Another challenge we see is that the uptake of ISO 14000 standards is largely dependent on geographical location. We are putting great effort into understanding why this should be the case, and what further actions we can take to encourage broader acceptance. One of our goals, therefore, is to ensure that the standards are applicable globally. We are fortunate to have strong representation from both developing and developed countries within our technical committee, as well as from countries with economies in transition.
From that perspective, the added value of participating in international events such as COP24 is the increased visibility they bring us, by showcasing standards that are directly relevant to the important policy discussions being held. The ISO/TC 207 standards are a set of tools that can be used to provide stability and certainty in the field of environmental management systems. Assessing and controlling the environmental impact of an organization’s activities, products or services is an important area of growing awareness to a broad range of organizations. Gaining exposure for the ISO 14000 standards through a wide range of events also provides us with valuable feedback on the current standards, ideas for future updates and the market need for potential additional standards within the field of environmental management systems.
To what extent has ISO/TC 207 adapted its strategy (business plan) in order to meet the market demand for greener products and services (and green sustainable development-oriented policies)?
Over the past two years, we have reviewed and updated our strategic business plan. In the process, we confirmed that ISO/TC 207 standards have a role in the sustainable growth of the economy, including green economy activity.
Our updated plan references – and was informed by – the United Nations Sustainable Development Goals (SDGs), which are designed to shift the world onto a more sustainable path in just over a decade. Of the 17 SDGs, at least 14 are directly or indirectly addressed by the scope of ISO/TC 207’s work in standardization. Part of our vision is that the implementation of the ISO 14000 standards offers a significant and positive contribution to achieving/delivering the SDGs. In setting this as part of our vision, we believe that our strategies will help meet the market demand for sustainable development, which will include greener products and services.

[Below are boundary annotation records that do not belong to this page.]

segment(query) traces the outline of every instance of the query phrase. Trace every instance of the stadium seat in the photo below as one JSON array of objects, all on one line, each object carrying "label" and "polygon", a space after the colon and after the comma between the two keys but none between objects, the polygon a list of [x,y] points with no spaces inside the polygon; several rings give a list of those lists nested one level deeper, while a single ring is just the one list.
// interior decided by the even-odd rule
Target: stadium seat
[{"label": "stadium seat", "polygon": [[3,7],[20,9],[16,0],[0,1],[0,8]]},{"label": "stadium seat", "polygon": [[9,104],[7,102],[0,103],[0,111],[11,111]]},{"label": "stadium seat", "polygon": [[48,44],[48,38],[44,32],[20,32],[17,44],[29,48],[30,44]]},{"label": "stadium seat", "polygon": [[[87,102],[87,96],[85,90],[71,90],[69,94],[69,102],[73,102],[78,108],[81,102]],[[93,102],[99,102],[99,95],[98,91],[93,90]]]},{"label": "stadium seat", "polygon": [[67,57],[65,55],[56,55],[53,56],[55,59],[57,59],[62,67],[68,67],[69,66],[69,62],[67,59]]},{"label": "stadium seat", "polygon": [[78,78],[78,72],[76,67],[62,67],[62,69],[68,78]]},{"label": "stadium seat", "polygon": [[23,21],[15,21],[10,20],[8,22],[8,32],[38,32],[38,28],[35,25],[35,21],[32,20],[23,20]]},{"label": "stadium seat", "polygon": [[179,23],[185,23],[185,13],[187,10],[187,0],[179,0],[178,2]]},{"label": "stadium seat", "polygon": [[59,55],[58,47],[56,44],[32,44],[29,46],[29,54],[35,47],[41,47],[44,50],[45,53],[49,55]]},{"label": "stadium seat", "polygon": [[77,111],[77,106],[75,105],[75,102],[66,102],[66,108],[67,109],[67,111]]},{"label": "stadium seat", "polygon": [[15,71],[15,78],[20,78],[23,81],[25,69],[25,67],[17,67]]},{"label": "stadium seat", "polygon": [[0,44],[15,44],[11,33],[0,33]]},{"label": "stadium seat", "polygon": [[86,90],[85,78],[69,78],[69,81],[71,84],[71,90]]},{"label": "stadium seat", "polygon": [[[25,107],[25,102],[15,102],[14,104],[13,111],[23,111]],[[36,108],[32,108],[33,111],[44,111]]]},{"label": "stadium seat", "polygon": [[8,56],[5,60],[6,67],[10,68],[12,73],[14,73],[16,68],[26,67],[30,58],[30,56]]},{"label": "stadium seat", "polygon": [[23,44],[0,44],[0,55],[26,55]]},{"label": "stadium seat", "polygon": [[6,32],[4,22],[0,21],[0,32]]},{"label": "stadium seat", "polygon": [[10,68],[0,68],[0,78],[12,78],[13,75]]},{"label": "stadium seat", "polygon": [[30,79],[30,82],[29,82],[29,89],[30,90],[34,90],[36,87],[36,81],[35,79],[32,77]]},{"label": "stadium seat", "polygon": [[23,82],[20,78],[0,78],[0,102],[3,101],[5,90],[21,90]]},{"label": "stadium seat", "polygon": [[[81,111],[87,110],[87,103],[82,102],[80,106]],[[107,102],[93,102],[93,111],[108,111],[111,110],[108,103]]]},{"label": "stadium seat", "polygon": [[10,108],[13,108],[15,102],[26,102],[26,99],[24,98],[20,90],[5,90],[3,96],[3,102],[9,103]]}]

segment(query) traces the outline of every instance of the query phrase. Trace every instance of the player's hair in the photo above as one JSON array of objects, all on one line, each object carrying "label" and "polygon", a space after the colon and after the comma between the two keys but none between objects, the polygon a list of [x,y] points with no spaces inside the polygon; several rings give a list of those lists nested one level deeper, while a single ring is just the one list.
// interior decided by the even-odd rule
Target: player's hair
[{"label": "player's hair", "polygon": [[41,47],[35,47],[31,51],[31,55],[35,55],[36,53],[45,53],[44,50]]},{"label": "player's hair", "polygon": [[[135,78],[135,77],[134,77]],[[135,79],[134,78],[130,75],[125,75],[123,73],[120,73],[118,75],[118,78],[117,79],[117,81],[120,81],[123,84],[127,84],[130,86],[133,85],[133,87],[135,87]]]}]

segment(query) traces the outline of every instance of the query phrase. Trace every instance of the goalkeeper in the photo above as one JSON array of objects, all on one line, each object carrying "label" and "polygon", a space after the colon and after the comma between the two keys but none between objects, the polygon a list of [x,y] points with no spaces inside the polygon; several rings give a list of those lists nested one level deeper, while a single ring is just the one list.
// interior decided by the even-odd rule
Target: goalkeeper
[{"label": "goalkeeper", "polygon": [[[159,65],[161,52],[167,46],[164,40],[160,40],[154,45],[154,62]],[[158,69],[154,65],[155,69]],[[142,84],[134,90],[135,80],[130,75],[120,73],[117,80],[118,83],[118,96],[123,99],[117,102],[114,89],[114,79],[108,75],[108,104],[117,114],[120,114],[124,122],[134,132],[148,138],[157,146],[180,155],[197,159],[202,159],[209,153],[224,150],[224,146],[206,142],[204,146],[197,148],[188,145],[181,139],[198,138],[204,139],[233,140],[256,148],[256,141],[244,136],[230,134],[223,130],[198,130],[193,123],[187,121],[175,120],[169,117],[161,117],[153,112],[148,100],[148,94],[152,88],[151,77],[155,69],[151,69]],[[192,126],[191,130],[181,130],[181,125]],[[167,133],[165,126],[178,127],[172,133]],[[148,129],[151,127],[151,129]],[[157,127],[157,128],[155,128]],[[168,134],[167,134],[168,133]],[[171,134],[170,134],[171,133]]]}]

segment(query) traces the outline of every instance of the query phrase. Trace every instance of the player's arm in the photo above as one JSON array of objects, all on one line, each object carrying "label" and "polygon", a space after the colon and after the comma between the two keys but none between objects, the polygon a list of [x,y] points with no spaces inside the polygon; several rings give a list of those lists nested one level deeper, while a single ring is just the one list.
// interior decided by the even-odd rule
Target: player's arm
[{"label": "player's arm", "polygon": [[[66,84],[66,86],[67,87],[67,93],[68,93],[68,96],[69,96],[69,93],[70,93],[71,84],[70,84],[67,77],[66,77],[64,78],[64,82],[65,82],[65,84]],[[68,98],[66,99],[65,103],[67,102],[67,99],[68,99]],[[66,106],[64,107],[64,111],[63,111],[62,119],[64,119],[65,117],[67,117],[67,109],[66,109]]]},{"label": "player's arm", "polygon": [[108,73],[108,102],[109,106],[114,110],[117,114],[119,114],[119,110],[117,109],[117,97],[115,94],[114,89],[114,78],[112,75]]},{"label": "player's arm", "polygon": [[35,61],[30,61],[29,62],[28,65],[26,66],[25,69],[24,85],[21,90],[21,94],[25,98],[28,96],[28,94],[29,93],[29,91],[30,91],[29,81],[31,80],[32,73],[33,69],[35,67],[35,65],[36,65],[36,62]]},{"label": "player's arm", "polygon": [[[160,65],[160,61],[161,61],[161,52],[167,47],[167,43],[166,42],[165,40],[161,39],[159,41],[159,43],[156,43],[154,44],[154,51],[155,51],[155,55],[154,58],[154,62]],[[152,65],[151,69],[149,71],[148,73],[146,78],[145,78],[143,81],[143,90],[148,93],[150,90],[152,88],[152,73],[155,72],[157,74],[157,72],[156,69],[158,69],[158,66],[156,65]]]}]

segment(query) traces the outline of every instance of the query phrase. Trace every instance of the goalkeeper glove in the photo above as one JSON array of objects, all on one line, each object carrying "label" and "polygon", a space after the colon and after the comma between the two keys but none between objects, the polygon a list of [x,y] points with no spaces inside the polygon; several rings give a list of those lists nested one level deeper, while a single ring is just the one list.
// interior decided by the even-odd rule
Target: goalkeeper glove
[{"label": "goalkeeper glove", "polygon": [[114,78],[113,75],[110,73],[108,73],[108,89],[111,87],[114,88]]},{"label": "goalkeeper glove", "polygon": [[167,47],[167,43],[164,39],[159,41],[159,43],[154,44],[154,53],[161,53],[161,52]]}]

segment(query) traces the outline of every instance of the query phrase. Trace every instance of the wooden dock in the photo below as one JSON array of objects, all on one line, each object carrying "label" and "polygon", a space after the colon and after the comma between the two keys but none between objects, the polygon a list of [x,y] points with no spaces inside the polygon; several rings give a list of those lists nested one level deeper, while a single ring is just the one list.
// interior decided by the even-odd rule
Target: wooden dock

You have some great new projects on the go, including green financial projects and guidelines for incorporating ecodesign. Please tell us a bit about these and what future projects you will be working on.
Examples of new areas we have been working on include standards for climate adaptation and green finance, including green bonds. We are excited to be discussing potential collaborations with the recently announced technical committees ISO/TC 322 and ISO/TC 323, which are focused on sustainable finance and the circular economy, respectively. We are also having similar discussions with the International Electrotechnical Commission’s technical committee IEC/TC 111 that looks more specifically at environmental standardization for electrical and electronic products and services.
You have 85 countries participating in the work of ISO/TC 207 (with another 37 as observers). How do you all do such a good job of keeping the momentum going?
We are fortunate to have a great many countries committed to the objectives and mandate of ISO/TC 207. Spurred on by this positive energy, participating countries put forward their most dedicated experts who generously share their talents and expertise to determine, within the ISO 14000 framework, the areas that most urgently require the updating of existing standards or the development of new work. It is the commitment and dedication of some of the best minds in the field that keep our motivation alive.